The story of our lost dragon shifter had haunted us all, but we’d assumed she’d been killed by the orcs. If we had known she spent years in captivity, that she gave the orc king a son…“We would have come for your mother if we had known.”

He scoffed. “And probably killed a monstrosity like me.”

“That sounds like a bedtime story the orc king would tell. Not our reality.”

He shook his head. “I can’t believe in a story of the past that I could’ve been rescued from.”

“Bismyth would’ve burned down the orc kingdom to get her back…and you. And so would the other clans.” Most of them,anyway. Lazuli was more focused on their texts than on their honor. “You were just a child.”

Kiegan exhaled, the look on his face pained, and urged his horse even faster to get a few paces ahead of us. He needed to be alone with his thoughts.

“I wish things had been different,” Cara said to me quietly.

I thought of Tesa and Ander’s suffering. Of Cara growing up thinking Corbyn was a monster. Of wherever my unknown father’s bones were decaying.

“I wish that every day.”

Night fell. But we dared to keep riding. We were so close to the border.

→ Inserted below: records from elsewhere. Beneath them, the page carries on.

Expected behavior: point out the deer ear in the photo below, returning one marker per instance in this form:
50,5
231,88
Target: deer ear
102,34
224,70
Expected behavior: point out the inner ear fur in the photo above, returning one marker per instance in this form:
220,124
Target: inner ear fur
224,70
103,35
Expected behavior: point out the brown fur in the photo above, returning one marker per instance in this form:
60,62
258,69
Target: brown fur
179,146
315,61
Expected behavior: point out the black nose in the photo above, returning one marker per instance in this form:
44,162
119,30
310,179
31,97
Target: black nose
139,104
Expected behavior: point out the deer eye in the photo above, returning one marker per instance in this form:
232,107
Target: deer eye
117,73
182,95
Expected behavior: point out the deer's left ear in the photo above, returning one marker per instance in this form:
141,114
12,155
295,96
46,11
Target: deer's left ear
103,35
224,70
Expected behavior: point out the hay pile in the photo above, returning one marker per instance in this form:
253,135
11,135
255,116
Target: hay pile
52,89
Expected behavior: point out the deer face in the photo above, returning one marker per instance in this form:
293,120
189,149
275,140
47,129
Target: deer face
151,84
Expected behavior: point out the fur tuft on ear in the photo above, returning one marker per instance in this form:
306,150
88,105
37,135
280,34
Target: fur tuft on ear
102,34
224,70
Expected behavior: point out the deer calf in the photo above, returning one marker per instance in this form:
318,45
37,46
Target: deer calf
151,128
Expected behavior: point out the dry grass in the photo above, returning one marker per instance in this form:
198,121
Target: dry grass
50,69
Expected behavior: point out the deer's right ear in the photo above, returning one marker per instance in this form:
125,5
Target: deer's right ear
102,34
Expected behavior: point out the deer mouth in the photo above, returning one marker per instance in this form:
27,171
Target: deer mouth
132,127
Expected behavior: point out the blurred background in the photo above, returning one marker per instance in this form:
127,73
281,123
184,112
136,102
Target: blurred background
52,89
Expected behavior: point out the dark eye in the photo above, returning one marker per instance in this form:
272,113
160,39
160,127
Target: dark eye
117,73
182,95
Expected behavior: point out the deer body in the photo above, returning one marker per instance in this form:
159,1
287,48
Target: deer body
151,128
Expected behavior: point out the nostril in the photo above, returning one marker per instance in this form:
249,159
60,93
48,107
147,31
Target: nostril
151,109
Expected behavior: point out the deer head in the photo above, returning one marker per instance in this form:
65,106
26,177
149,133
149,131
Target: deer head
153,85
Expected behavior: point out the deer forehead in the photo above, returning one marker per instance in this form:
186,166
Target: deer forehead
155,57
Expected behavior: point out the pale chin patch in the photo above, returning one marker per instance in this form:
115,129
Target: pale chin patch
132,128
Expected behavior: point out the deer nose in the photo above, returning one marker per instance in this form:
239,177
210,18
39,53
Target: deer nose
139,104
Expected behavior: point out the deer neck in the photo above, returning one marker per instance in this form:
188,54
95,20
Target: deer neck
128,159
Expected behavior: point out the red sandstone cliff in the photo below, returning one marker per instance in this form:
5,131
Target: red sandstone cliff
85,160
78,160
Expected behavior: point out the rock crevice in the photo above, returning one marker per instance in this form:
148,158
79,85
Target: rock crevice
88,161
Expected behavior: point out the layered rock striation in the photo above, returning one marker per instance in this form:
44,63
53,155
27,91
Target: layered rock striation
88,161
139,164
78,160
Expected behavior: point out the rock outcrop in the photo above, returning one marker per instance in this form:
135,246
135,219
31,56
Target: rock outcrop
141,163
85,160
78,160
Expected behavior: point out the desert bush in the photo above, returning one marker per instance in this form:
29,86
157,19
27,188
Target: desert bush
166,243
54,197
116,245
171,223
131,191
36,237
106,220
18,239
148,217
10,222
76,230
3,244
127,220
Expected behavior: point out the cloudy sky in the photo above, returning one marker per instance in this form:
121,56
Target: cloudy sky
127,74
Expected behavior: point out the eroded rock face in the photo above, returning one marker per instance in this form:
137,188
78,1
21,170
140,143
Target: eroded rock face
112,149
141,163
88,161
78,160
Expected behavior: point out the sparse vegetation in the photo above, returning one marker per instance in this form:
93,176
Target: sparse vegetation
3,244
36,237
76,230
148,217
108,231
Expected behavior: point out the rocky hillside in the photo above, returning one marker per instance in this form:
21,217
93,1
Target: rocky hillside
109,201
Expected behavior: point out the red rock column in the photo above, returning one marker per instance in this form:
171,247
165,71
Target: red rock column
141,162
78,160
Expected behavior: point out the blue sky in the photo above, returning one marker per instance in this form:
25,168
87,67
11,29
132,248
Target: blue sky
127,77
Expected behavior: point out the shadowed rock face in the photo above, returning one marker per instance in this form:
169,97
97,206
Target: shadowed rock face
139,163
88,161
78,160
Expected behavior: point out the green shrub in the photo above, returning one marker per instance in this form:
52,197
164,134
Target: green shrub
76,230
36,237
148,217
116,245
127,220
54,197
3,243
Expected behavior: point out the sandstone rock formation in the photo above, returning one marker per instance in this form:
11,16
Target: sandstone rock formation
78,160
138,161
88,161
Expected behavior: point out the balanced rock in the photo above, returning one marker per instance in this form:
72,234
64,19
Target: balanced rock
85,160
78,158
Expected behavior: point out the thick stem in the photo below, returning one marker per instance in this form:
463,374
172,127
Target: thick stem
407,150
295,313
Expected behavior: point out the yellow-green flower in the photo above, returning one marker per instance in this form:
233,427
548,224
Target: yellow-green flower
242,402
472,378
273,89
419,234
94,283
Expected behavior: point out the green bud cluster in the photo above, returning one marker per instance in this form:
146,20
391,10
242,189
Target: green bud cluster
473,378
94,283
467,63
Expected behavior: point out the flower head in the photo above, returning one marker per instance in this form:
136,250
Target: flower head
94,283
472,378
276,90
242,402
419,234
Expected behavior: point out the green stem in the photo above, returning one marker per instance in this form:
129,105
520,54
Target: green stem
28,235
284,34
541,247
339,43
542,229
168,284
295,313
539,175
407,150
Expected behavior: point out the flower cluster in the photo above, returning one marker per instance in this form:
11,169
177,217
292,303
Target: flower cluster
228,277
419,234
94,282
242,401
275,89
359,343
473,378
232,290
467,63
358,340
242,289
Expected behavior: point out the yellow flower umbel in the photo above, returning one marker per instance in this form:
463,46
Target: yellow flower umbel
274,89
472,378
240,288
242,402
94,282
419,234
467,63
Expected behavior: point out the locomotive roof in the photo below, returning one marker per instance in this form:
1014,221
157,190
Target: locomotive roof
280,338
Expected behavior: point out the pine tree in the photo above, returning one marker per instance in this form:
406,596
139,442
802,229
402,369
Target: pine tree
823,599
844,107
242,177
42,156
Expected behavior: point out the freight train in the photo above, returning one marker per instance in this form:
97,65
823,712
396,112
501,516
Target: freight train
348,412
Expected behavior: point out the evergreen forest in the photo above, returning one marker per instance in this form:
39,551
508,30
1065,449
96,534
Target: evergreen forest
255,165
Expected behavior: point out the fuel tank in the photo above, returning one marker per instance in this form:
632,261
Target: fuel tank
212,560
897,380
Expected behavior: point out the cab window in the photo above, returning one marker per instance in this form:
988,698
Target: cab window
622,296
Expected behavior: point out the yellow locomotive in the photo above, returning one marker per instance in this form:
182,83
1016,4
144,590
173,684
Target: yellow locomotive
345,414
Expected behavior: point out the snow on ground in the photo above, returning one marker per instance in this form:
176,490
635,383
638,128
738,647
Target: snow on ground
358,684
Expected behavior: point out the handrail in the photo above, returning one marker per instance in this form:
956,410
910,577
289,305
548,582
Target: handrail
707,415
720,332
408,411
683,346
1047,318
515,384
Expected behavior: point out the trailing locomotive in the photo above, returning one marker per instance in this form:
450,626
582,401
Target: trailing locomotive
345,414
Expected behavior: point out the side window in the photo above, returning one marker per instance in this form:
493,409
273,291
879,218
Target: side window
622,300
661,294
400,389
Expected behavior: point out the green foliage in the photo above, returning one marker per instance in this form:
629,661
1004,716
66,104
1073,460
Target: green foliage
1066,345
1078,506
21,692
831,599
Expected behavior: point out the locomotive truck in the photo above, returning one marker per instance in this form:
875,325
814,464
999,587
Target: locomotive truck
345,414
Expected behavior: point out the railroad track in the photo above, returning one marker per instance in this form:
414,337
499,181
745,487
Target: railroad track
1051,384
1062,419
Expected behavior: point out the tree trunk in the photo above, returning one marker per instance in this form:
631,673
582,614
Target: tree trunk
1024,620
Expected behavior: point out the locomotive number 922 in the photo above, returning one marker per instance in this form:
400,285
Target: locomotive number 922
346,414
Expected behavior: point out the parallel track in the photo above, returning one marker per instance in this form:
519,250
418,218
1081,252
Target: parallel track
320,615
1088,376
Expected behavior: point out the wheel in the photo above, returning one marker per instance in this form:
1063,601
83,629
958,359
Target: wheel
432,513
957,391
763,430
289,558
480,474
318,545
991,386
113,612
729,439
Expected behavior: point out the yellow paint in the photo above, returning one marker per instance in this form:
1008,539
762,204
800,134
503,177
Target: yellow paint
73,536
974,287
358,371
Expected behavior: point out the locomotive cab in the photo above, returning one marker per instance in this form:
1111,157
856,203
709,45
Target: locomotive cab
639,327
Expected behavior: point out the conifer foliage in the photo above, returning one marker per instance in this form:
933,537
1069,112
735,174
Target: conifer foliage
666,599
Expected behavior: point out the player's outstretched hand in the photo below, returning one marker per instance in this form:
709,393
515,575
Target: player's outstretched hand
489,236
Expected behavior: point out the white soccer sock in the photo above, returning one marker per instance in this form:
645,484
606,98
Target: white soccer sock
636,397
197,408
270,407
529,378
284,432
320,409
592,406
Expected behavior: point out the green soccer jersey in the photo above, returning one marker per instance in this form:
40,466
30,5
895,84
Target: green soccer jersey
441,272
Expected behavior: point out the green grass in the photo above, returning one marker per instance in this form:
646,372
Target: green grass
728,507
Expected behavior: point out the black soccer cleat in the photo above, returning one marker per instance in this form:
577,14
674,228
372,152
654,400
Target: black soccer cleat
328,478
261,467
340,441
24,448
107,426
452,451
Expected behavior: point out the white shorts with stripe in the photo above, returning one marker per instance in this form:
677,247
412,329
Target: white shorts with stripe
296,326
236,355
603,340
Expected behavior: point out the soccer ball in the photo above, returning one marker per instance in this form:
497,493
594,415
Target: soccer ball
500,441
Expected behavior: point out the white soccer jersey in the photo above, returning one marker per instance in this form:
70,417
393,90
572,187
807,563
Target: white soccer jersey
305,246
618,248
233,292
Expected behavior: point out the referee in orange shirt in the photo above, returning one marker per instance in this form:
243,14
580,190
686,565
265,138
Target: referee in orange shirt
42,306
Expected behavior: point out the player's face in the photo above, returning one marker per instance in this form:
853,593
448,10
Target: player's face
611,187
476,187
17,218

At the next ridge Kiegan reined his horse to a sudden stop.

In the valley below, between us and the border, spread a series of fires glowing orange against the darkness.

An orc war camp.

Sixteen

Cara

“Your father is fast,” Fear told Kiegan as we moved back off the ridgeline.

“He has always been fast.” Kiegan’s voice was flat. “He is also between us and the border.”

“What does the western pass cost us?”

“A day. Maybe two.”

I did the arithmetic; Fear and Kiegan hadn’t bothered to speak aloud. The fresh possibility of being unclaimed and burning alive—or was that a lie, along with the nightmares?—lit in my chest.

“We’d better make it a day. Kiegan and I have a date with our dragons.”

We rode wildly at first, then at a long, steady pace. Kiegan and Fear glanced at each other in the dark. Better to risk low Fae tricks, though, than to be hemmed in by orcs while we slept.

Sometimes in the dark, when I had lost track of time, my eyes began to drift shut.